La chiamano pomposamente “legge regionale anti-smog”

Fermi tutti, è solo fumo

Mario Agostinelli

L’emergenza sul clima, e dunque sull’insostenibile escalation delle emissioni, sta gradualmente passando nel senso comune.

Il recente vertice sul clima a Parigi, con la pubblicazione dell’allarmante quarto rapporto del Comitato intergovernativo per i cambiamenti climatici (Ipcc), e il drammatico rapporto dell’economista inglese Nicholas Stern, con l’autorevolezza dei dati di fatto e dell’osservazione scientifica, chiamano a un ulteriore passaggio di consapevolezza: i costi della “crescita” sono ormai ampiamente superiori ai benefici.

In tale contesto, mentre la qualità del modello di sviluppo globalizzato è messa in questione anche da studiosi che tutto possono essere fuorché pericolosi altermondialisti, la Regione Lombardia ha sfoderato il più arrogante senso della propaganda per dotarsi della legge n. 34/2006 (pomposamente definita “anti-smog”), tutta imperniata sull’idea – declinata in vario modo – del fermo macchine. Eppure le potenzialità per scrivere una normativa capace di intervenire alla radice delle problematiche legate ai fattori inquinanti c’erano tutte. Il Gruppo di Rifondazione comunista-Sinistra europea ci aveva creduto, apportando proposte che in parte sono state anche recepite nell’articolato e hanno sostanzialmente modificato l’impianto iniziale. Si è così prefigurata l’occasione di intervenire sui fattori strutturali dell’inquinamento anziché soltanto sui palliativi a valle delle emissioni. La nostra astensione sulla legge oleva creare le condizioni per un dibattito e soluzioni vere. Ma alla fine abbiamo dovuto constatare che la Giunta dà il via soltanto a misure inconsistenti, col solito contorno di proclamazioni sonore ma di nessun effetto.

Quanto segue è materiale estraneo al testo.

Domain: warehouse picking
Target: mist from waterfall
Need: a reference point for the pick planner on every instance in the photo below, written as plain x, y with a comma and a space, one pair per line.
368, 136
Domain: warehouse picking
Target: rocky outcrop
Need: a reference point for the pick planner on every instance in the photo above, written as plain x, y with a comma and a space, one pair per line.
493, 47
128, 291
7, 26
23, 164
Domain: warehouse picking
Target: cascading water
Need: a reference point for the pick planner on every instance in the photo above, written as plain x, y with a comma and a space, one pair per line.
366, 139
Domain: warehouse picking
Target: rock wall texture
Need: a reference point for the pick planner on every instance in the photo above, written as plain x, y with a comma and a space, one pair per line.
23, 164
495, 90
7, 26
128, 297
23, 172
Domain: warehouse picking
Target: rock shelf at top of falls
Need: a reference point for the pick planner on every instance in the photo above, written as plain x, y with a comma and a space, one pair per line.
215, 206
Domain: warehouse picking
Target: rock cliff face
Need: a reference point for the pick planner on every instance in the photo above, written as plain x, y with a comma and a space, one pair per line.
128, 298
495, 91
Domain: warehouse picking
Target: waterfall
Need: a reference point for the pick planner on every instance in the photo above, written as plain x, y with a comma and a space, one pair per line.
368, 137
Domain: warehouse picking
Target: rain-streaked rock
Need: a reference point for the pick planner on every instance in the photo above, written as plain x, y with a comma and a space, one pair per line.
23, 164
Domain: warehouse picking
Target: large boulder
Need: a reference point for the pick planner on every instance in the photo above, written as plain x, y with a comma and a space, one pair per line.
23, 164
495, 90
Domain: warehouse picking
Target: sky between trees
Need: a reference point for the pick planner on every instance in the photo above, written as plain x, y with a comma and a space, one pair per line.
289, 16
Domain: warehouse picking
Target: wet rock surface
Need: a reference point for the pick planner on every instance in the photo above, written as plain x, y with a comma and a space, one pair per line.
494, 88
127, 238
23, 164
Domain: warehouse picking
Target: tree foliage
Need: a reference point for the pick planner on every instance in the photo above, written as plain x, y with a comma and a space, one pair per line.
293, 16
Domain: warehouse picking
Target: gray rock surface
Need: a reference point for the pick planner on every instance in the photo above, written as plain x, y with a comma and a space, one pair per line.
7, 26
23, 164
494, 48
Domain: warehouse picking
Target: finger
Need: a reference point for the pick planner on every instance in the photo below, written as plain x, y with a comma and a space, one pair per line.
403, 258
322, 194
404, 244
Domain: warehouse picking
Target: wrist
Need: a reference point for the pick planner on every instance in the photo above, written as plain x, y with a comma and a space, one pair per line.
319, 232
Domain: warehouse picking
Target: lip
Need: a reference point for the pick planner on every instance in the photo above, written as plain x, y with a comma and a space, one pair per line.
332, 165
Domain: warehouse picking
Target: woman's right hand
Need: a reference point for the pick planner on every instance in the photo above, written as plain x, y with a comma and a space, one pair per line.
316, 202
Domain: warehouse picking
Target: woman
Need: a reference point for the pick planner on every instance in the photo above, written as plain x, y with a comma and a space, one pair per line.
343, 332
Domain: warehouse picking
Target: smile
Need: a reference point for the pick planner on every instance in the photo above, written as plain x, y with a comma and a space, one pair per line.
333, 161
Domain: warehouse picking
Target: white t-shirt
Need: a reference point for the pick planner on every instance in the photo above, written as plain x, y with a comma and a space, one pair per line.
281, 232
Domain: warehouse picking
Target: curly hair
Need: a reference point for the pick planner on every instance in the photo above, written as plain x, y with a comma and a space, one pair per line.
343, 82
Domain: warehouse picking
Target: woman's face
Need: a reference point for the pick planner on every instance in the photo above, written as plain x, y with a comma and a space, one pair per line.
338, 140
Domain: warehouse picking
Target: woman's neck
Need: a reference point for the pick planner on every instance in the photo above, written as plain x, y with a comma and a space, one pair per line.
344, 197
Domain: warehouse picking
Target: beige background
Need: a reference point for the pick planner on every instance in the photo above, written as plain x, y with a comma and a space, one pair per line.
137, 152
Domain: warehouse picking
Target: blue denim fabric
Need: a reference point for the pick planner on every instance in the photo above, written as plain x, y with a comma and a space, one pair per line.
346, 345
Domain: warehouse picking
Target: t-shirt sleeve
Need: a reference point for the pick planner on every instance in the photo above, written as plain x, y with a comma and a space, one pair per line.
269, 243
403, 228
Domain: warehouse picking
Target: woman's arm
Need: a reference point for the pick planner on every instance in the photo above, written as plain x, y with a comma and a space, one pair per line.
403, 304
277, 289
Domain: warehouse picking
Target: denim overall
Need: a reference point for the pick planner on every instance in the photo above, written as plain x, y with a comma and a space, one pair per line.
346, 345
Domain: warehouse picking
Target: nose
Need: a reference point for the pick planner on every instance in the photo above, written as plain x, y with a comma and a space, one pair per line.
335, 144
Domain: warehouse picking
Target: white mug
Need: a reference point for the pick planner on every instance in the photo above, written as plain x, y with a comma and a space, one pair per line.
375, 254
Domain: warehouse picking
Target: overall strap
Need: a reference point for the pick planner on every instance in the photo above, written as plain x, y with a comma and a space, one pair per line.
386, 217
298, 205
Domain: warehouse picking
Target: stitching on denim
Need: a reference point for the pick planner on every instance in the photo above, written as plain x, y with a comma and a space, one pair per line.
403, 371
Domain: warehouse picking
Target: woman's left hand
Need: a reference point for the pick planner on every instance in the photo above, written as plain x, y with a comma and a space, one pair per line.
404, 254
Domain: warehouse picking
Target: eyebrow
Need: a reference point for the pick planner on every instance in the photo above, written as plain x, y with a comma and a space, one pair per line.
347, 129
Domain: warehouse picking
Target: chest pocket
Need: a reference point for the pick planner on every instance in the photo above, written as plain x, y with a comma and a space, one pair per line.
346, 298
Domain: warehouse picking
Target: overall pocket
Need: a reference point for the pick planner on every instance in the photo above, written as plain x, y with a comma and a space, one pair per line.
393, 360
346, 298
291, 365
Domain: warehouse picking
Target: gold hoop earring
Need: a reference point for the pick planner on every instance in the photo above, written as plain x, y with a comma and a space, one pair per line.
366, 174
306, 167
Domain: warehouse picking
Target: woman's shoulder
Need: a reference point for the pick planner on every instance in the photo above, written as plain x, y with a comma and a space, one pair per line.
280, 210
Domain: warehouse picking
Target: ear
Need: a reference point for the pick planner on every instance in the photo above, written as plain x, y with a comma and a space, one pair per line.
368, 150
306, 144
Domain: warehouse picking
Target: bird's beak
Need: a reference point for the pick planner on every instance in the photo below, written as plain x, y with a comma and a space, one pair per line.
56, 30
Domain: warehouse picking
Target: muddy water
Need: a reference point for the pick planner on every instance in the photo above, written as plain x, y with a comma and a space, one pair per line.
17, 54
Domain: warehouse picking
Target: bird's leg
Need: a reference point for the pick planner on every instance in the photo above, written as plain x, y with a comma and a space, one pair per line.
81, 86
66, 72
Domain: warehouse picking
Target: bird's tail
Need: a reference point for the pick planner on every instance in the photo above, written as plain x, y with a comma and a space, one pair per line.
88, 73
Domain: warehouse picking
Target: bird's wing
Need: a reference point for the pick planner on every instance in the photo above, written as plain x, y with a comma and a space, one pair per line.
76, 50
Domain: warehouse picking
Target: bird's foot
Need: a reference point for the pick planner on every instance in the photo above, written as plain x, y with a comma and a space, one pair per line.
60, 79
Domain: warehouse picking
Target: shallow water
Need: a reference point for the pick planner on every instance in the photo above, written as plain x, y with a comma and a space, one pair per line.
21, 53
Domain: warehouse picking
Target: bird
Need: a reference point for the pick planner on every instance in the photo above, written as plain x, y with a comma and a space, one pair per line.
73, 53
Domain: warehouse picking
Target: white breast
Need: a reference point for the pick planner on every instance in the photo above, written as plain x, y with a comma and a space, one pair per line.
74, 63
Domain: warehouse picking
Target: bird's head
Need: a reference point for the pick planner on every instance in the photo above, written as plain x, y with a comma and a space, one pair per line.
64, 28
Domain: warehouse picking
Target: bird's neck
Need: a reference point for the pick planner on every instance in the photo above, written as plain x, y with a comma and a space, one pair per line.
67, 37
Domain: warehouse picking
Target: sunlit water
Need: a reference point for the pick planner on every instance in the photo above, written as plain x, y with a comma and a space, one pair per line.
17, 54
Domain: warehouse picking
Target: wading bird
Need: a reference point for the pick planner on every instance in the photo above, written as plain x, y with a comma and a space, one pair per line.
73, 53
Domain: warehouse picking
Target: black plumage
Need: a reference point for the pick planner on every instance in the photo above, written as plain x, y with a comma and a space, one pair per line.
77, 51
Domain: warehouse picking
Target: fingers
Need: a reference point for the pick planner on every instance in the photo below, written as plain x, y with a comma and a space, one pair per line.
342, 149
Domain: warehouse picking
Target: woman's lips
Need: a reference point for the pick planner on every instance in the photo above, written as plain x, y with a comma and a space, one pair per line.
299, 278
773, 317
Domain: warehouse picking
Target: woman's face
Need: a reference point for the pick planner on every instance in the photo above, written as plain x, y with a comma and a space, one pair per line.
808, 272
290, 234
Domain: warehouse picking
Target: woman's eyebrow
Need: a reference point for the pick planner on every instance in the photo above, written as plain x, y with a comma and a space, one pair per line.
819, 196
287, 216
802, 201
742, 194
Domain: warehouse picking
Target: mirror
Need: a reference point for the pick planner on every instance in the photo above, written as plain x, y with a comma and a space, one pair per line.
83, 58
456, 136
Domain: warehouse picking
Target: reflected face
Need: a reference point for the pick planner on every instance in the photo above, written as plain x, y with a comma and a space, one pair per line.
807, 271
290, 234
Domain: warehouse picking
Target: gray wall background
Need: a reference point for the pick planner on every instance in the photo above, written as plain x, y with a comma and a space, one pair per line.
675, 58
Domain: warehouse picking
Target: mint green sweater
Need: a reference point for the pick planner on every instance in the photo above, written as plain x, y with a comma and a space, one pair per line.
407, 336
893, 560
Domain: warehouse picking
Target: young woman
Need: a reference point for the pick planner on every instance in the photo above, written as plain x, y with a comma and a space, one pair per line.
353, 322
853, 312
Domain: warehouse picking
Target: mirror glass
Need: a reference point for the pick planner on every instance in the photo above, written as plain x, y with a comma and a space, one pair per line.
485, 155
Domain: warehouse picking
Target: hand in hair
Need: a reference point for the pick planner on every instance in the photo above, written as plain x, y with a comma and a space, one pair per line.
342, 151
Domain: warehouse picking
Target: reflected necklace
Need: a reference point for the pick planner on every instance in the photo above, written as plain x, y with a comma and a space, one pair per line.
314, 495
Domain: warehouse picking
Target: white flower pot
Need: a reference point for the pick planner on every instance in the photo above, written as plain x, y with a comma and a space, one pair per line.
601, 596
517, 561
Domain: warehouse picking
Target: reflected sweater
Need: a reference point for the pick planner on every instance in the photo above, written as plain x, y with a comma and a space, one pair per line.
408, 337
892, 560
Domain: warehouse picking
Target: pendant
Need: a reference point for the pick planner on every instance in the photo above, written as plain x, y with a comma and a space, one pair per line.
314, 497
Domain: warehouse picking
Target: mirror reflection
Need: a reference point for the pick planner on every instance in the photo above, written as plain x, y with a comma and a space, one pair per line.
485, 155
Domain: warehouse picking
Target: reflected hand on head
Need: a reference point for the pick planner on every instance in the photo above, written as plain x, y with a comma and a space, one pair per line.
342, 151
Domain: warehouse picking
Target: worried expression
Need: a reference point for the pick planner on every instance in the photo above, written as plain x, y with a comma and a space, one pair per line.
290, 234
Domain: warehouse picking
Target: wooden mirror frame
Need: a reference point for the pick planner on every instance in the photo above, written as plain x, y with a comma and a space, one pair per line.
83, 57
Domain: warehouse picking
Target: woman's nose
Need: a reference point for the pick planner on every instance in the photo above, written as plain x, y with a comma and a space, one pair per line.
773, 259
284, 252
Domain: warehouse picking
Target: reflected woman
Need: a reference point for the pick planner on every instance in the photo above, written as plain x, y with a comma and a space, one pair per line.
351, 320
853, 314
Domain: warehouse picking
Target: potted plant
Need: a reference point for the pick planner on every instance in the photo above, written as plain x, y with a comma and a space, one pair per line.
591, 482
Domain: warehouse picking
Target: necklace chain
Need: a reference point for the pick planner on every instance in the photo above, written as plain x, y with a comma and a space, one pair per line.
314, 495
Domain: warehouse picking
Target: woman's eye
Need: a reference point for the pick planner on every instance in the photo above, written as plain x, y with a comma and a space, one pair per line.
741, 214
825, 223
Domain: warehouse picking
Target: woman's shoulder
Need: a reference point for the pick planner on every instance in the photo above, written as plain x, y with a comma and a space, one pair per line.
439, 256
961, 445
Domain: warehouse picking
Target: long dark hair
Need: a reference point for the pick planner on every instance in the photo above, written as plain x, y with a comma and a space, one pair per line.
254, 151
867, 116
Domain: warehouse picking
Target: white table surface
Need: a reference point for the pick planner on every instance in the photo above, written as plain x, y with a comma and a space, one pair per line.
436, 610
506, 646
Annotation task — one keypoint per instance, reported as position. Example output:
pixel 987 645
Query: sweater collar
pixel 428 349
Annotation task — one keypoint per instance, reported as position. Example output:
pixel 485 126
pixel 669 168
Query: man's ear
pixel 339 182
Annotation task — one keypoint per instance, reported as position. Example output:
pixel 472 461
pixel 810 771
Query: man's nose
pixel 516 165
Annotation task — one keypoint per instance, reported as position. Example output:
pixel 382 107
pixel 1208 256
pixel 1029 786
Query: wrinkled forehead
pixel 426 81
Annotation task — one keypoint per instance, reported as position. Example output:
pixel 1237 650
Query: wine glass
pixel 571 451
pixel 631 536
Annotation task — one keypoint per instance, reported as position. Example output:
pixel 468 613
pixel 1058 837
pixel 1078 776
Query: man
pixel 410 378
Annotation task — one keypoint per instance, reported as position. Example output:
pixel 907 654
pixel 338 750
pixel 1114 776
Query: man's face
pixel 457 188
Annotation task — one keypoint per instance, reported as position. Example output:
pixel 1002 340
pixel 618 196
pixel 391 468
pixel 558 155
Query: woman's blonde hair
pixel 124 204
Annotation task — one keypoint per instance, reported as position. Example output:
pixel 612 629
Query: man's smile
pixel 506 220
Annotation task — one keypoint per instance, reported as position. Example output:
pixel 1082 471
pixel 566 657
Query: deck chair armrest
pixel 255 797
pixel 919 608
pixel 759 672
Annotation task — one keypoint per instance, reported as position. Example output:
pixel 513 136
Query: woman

La Lombardia supera di ben il 13% i parametri fissati dal protocollo di Kyoto, ma la maggioranza si è rifiutata di prevedere le misure per il rientro. Per evitare pesanti sanzioni, si pensa di imboccare la scappatoia offerta dallo stesso protocollo, acquistando quote di emissione da altri paesi (se ve ne sono) che riducono le proprie più del previsto. In ogni caso a pagare il conto, non solo quello finanziario, saranno i cittadini. La finanziaria 2007 ha fissato alcune disposizioni a favore del risparmio energetico e degli incentivi alle fonti di energia rinnovabile. La nostra regione, per tante ragioni strutturali a tutti note, poteva e doveva inserirsi nello stesso ordine di idee. Ma di questo è pressoché impossibile discutere in Lombardia, figuriamoci se poteva occuparsene, almeno parzialmente, una legge regionale!

Le poche norme contenute nella legge 34, che sulla carta avrebbero potuto avere un segno positivo, sono inoltre rimaste – come prevedibile – lettera morta: non è stato approntato il piano di intervento annuale regionale per la riduzione del particolato, e più in generale delle emissioni nocive, e la “cabina di regia” composta dalle province e dai comuni con oltre 40.000 abitanti, strumento di una possibile partecipazione, è ben lontana dall’essere costituita.

Nella regione che produce 100 milioni di tonnellate di Co2 (principale responsabile dell’effetto serra e dell’aumento della temperatura), a fronte dei 500 milioni annui prodotti dall’Italia intera, Formigoni non fa altro che chiedere qualche fioretto agli automobilisti, ma regala l’indulgenza plenaria alle lobbies di cui si circonda. Così, da una parte si stabilisce il fermo macchina per qualche domenica l’anno (la cui credibilità e efficacia – tutti lo vedono – è minima, date anche la moltiplicazione delle eccezioni e la scarsità dei controlli), o la sostituzione delle ultime auto euro zero con altri veicoli “meno inquinanti” grazie all’iniezione di ecoincentivi. Ma queste stesse risibili misure sono contraddette senza pudore, dall’altra parte, dalla furia con cui si continua a perseguire la costruzione di nuove autostrade praticamente in ogni spazio non ancora cementificato,.

La mancanza di cultura e di azione politica ambientale da parte di questa Giunta deve essere definita oggi più che desolante: essa è gravemente colpevole. Al vuoto di interventi e di programmazione indispensabili per la tutela sull’ambiente corrisponde infatti la scelta di liberalizzare tutto il liberalizzabile, di abbandonare ogni idea di politica dei trasporti, secondo la logica economicistica e di mercato che è all’origine della crisi ambientale in cui ci troviamo a vivere.